An jedem zweiten Sonntag im September laden deutschlandweit Denkmale zum Tag des offenen Denkmals ein. In diesem Jahr öffnen am Sonntag, meist von 10 bis 18 Uhr, wie gewohnt eine Vielzahl von Denkmalen im Erzgebirgskreis unter dem Motto "Macht und Pracht" ihre Türen.

Im Erzgebirgskreis präsentieren sich neben zahlreichen Kirchen und Herrenhäuser, Anlagen des Bergbaus und Hüttenwesens, Villen sowie der Lotterhof Geyer. Die Objekte zeigen anschaulich, wie zum Beispiel in den Schmelzhütten und Pochwerken der Reichtum für deren Besitzer produziert wurde. Ebenfalls aber auch wie eine Stadt, beispielsweise Marienberg, dank des durch den Bergbau erworbenen Reichtums, planmäßig angelegt werden konnte, wie Kirchen ausgeschmückt und Herrenhäuser und Villen errichtet wurden.

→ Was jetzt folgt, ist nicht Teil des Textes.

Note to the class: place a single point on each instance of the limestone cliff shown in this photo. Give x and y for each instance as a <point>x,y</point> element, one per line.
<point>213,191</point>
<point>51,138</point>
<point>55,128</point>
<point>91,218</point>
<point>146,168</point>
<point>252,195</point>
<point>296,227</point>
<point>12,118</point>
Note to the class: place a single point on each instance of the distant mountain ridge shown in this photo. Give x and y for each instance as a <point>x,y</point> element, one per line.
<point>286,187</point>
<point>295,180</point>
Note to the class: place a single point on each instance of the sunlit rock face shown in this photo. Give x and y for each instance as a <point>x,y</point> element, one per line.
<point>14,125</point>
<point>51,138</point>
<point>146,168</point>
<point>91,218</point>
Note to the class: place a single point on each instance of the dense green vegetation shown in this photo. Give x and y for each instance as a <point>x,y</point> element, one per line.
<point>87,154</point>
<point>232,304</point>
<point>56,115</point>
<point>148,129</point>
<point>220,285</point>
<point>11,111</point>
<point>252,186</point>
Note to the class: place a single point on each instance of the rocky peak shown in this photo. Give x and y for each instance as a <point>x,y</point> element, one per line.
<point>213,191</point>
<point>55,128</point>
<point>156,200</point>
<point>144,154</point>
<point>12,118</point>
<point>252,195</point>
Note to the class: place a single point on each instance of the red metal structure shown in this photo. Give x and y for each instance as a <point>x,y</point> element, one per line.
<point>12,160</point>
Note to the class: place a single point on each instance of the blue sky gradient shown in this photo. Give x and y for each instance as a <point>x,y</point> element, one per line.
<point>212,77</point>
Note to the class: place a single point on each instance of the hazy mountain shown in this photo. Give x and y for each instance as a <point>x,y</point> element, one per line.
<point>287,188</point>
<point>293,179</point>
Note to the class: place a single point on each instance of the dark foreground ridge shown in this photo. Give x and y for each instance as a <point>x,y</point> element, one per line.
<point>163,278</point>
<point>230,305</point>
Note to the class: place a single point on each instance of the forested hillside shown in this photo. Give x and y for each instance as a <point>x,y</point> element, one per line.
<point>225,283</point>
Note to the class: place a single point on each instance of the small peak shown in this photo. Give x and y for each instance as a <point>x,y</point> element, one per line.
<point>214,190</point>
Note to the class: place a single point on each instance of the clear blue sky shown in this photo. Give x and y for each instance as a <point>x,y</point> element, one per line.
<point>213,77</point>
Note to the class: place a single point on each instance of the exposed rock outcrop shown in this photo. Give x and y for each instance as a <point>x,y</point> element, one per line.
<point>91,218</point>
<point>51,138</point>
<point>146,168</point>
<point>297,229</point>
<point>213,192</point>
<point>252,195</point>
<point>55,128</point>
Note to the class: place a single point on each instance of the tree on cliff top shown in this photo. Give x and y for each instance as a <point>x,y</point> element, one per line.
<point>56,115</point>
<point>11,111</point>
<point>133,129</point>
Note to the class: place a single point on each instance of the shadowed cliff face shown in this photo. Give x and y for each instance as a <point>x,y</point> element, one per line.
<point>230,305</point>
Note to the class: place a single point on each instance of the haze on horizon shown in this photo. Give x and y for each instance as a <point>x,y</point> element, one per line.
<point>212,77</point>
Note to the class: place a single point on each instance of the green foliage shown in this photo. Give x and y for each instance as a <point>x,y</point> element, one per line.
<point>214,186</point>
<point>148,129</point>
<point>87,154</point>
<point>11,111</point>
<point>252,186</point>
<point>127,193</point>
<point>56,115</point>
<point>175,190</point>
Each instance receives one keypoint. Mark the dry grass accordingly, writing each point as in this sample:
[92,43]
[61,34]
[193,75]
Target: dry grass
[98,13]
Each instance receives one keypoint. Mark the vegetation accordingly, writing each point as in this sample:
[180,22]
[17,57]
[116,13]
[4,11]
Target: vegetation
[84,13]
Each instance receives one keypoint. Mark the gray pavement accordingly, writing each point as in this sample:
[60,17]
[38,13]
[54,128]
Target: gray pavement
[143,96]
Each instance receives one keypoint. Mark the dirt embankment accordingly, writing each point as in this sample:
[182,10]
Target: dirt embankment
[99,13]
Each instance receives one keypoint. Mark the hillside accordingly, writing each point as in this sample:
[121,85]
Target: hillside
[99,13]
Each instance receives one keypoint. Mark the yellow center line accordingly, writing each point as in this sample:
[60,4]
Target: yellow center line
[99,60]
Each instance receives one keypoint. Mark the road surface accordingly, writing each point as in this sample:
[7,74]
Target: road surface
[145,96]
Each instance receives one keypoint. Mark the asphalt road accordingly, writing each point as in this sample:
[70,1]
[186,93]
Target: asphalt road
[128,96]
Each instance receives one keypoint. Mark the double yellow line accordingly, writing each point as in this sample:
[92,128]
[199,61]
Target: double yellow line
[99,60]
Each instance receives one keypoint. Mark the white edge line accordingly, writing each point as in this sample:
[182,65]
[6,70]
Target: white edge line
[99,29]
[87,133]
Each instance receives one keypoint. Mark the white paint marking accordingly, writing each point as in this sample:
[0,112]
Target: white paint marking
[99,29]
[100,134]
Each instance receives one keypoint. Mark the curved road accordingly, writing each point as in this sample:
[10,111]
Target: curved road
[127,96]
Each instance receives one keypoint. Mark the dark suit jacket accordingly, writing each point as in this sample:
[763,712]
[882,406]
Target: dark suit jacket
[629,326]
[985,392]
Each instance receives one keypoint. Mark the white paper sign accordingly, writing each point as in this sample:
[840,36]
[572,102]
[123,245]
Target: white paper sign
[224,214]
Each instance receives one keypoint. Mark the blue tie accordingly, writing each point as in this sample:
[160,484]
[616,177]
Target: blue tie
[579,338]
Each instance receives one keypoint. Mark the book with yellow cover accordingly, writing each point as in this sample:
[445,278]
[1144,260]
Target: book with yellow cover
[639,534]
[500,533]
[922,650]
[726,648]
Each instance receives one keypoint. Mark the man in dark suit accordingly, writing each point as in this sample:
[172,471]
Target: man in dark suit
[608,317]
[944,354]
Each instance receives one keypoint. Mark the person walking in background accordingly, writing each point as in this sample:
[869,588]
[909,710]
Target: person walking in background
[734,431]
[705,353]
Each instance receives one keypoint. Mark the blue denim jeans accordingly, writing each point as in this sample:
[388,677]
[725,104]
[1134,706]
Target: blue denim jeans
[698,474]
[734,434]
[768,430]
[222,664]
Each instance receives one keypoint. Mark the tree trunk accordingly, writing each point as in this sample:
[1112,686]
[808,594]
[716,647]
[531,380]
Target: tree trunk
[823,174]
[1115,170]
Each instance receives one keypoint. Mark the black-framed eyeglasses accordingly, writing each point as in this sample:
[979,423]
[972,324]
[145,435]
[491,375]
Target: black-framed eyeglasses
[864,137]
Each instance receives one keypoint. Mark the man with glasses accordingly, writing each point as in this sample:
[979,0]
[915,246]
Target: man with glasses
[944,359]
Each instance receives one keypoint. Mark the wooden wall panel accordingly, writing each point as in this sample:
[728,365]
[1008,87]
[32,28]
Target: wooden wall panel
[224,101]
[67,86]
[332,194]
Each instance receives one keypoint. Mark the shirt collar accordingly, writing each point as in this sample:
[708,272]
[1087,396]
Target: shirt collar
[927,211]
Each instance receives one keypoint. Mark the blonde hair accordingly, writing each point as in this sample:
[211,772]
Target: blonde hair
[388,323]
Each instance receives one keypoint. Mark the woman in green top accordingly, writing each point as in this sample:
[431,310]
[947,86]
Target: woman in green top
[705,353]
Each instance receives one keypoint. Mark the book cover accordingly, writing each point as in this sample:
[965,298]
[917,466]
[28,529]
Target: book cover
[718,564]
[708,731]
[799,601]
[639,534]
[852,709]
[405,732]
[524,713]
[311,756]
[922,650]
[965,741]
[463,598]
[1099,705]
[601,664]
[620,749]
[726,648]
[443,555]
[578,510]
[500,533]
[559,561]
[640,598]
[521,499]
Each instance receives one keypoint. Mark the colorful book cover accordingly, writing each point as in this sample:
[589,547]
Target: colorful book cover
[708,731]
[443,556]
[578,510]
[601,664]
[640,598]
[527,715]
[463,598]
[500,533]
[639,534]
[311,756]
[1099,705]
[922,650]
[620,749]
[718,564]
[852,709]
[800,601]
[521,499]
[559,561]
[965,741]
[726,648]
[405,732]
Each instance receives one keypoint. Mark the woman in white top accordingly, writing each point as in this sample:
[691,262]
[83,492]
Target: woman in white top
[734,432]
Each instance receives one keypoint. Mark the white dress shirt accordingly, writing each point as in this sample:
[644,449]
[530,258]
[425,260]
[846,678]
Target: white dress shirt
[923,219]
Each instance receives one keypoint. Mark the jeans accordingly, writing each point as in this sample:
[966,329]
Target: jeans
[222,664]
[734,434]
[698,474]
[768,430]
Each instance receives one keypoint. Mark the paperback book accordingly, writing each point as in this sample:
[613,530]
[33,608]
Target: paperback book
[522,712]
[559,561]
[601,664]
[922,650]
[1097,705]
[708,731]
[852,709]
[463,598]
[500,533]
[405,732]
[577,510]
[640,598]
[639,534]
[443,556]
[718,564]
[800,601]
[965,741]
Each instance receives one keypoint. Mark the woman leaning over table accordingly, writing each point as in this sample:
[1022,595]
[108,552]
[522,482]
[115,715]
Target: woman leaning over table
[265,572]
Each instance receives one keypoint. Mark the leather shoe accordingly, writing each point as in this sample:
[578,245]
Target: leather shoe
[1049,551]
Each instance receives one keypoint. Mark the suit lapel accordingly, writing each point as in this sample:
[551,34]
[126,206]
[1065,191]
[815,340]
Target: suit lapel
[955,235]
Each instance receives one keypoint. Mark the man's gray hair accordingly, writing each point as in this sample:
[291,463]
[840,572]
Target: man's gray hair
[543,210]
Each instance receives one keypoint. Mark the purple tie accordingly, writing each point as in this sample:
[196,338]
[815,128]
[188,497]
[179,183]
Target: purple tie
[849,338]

Einblicke, die man sonst nie erhält

Der Tag des offenen Denkmals bietet, wie in den vergangenen Jahren, zahlreiche Möglichkeiten, Geschichte und Geschichten der Objekte kennenzulernen und vor Ort sonst Verborgenes zu erkunden. Zudem können die Gäste mit den Eigentümern oder ehrenamtlichen Vertretern ins Gespräch kommen oder sich einfach nur an der Pracht der Objekte erfreuen.

Die Besucher erhalten dabei anschaulich einen Einblick, welche große Aufgabe die Eigentümer zur Denkmalpflege und -erhaltung bewältigen, um Kulturgut auch für nachfolgende Generationen authentisch zu bewahren. Viele fleißige Helfer haben wie in jedem Jahr neben Führungen durch die Objekte auch Zusatzangebote vorbereitet.